Michael Schulte zur Sur
Honored Contributor

Re: extracting a portion from a file

Hi Andy,

another try. Well, since the beginning, the requirements have changed quite much. But I wont give up!!

greetings,

Michael

BEGIN{DOPRINT=0;FNAME="";COUNT=1;LCOUNT=0}
function doabc (){
if (FILENAME!=FNAME) {FNAME=FILENAME;COUNT=1;}
OUTPUTFILE=FILENAME "." COUNT
system("> " OUTPUTFILE);
DOPRINT=1;
LCOUNT=0;
}
function printline(){
print $0 > OUTPUTFILE;LCOUNT++;
}
{if (FILENAME!=FNAME) {FNAME=FILENAME;COUNT=1;}}
/abc/ {doabc()}
{if (DOPRINT==1) printline()}
/def/\
{if (DOPRINT==1){DOPRINT=0;el=0;
while(el==0){
getline;if ($0=="def") printline();
if ($0!="def") el=1;}
COUNT++;
if ($0=="abc"){
doabc();printline();}}}
END{}
Anand_30
Regular Advisor

Re: extracting a portion from a file

Hi All,

Thanks a lot for your help. Now everything assigned 10 points have worked. I have used Graham's solution since the execution time was marginally less than that of Michael's solution.
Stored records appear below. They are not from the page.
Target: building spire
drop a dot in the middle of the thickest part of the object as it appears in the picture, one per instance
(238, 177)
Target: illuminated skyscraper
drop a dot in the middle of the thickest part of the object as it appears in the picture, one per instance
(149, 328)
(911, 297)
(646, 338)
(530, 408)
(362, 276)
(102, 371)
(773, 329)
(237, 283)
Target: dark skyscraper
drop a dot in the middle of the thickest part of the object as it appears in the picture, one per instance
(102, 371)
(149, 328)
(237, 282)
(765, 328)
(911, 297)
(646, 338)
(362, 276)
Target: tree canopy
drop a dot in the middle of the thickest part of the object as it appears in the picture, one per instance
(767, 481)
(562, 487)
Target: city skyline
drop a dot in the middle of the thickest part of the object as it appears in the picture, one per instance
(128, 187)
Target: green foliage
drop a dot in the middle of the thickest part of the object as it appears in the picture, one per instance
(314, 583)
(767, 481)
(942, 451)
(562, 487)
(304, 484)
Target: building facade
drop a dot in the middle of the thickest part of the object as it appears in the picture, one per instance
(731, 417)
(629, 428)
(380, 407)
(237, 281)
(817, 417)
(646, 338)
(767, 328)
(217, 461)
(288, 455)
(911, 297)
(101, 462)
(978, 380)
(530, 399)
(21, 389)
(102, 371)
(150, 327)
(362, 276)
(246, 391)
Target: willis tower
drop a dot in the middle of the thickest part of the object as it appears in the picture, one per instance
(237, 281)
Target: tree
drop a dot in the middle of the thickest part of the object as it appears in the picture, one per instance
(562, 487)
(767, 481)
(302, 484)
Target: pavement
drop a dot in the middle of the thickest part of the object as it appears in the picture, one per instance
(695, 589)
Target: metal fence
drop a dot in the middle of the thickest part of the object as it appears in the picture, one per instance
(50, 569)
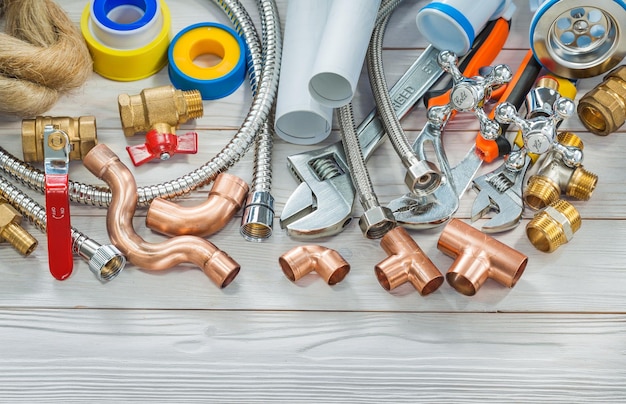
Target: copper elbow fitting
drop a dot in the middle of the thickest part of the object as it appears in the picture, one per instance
(328, 263)
(406, 263)
(555, 177)
(216, 264)
(478, 257)
(553, 226)
(225, 199)
(162, 108)
(603, 109)
(81, 132)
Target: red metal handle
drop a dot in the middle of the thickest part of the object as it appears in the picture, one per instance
(58, 227)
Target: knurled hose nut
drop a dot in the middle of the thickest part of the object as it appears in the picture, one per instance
(163, 105)
(553, 226)
(603, 109)
(376, 222)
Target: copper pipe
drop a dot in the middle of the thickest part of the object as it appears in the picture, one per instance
(328, 263)
(406, 263)
(216, 264)
(478, 257)
(225, 199)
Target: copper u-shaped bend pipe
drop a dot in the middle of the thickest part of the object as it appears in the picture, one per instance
(216, 264)
(225, 199)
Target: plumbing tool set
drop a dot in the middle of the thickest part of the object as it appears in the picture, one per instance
(319, 68)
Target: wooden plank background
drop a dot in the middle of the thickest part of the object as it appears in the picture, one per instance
(558, 336)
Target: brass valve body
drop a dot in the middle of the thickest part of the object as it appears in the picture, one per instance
(603, 109)
(555, 177)
(162, 108)
(553, 226)
(81, 132)
(11, 231)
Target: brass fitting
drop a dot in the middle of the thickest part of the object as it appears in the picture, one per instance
(11, 231)
(406, 263)
(478, 257)
(81, 132)
(162, 108)
(556, 175)
(553, 226)
(603, 109)
(225, 199)
(328, 263)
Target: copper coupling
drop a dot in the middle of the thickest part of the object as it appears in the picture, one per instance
(328, 263)
(216, 264)
(80, 131)
(559, 173)
(478, 257)
(225, 199)
(162, 108)
(406, 263)
(553, 226)
(603, 109)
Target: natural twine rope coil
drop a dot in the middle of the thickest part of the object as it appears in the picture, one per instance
(42, 55)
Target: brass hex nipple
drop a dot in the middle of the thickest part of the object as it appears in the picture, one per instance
(328, 263)
(225, 199)
(603, 109)
(162, 108)
(555, 176)
(406, 263)
(553, 226)
(216, 264)
(12, 232)
(81, 132)
(478, 257)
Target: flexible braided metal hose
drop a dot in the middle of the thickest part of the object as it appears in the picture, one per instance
(264, 88)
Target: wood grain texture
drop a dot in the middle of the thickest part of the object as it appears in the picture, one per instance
(557, 336)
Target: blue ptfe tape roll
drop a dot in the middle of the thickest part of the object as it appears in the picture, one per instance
(208, 38)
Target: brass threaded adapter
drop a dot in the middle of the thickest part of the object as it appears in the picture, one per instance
(81, 132)
(540, 192)
(164, 106)
(553, 226)
(603, 109)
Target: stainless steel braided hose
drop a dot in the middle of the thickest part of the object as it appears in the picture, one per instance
(264, 86)
(422, 177)
(105, 261)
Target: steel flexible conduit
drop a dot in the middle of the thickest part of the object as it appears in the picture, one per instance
(264, 88)
(422, 177)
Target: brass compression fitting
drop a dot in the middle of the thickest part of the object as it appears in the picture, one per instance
(603, 109)
(81, 132)
(162, 108)
(560, 171)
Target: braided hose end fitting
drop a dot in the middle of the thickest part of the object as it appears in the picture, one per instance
(257, 221)
(376, 222)
(553, 226)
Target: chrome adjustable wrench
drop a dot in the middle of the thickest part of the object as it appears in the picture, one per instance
(322, 204)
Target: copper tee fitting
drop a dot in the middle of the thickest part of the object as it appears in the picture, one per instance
(406, 263)
(328, 263)
(162, 108)
(553, 226)
(603, 109)
(225, 199)
(81, 132)
(216, 264)
(554, 177)
(478, 257)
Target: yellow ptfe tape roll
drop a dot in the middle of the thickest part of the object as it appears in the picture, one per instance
(215, 81)
(127, 50)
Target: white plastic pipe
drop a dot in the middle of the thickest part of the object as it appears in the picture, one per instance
(342, 51)
(299, 118)
(453, 24)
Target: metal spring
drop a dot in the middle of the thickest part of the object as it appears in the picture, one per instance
(263, 100)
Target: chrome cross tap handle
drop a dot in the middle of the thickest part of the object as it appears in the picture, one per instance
(468, 94)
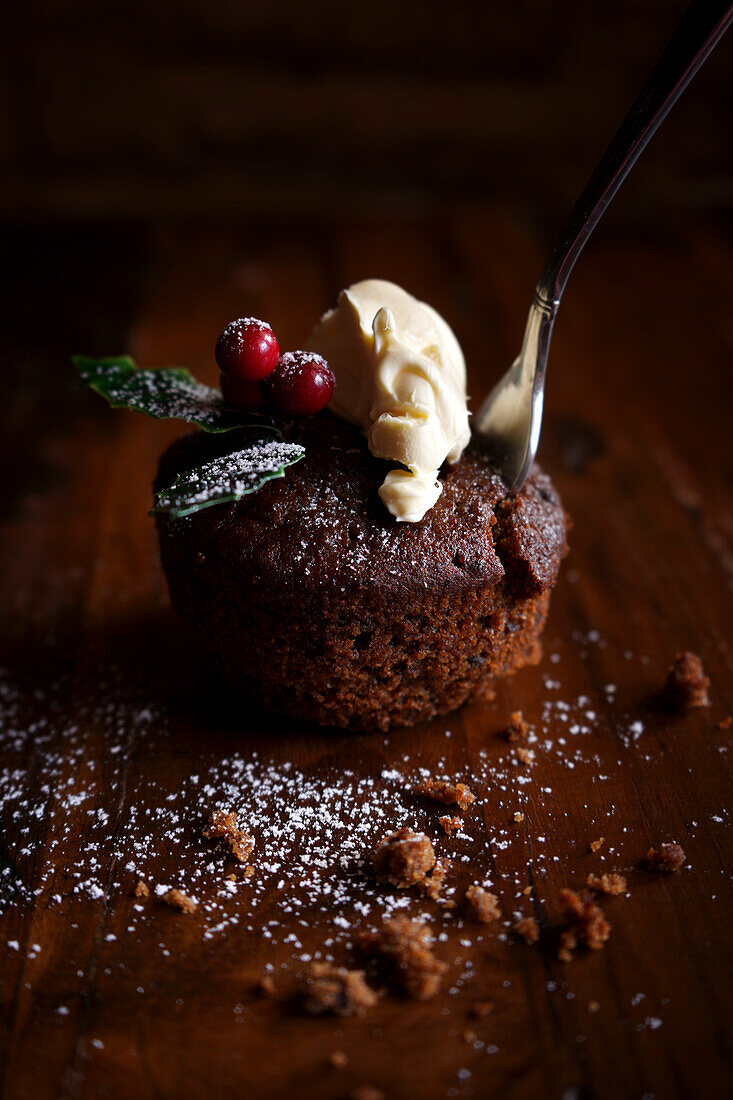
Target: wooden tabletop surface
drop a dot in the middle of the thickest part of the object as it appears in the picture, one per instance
(116, 744)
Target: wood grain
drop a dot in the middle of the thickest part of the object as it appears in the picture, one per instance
(637, 441)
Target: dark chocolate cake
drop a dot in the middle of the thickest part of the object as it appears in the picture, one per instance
(313, 601)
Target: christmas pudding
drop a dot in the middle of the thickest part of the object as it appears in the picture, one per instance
(364, 565)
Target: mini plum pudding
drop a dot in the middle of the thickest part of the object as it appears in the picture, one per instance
(387, 576)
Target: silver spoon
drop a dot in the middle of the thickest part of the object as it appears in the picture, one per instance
(509, 421)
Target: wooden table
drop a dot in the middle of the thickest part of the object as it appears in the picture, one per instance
(111, 730)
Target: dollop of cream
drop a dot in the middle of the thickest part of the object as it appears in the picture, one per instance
(401, 376)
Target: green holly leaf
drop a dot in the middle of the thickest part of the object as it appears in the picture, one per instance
(168, 393)
(227, 479)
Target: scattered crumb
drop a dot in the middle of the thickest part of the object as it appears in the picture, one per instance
(433, 884)
(406, 946)
(527, 928)
(337, 990)
(448, 793)
(568, 944)
(403, 858)
(586, 924)
(484, 905)
(687, 683)
(606, 883)
(365, 1092)
(516, 729)
(222, 824)
(265, 986)
(667, 857)
(177, 899)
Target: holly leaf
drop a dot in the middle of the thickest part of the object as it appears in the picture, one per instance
(227, 479)
(168, 393)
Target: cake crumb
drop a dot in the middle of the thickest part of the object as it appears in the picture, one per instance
(406, 946)
(265, 986)
(516, 728)
(433, 884)
(606, 883)
(177, 899)
(568, 944)
(222, 825)
(403, 858)
(527, 928)
(451, 824)
(484, 905)
(448, 793)
(336, 990)
(586, 924)
(687, 683)
(365, 1092)
(667, 857)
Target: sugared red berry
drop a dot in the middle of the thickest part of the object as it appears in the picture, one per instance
(242, 394)
(301, 384)
(247, 350)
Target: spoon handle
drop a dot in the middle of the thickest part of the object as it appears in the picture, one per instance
(701, 26)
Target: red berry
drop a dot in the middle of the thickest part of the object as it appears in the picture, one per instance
(301, 384)
(247, 350)
(242, 394)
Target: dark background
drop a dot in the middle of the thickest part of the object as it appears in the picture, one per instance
(216, 107)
Rod's solution was also good and it worked pretty fast but I wanted to use shell script and awk rather than going to perl.

Thanks again to all of you for helping me in solving my problem.

-Andy.


Anand_30
Regular Advisor

Re: extracting a portion from a file

Hi,

I am back again with one more question on extracting portion of file based on pattern match.

Now my requirement is:

1. Extract portion of file say starting with "abc" to "def".
2. Then in each "abc.....def" extract I need to search for different patterns and output the lines which matches the pattern to an output file.

Can anyone please help me.

Thanks,
Andy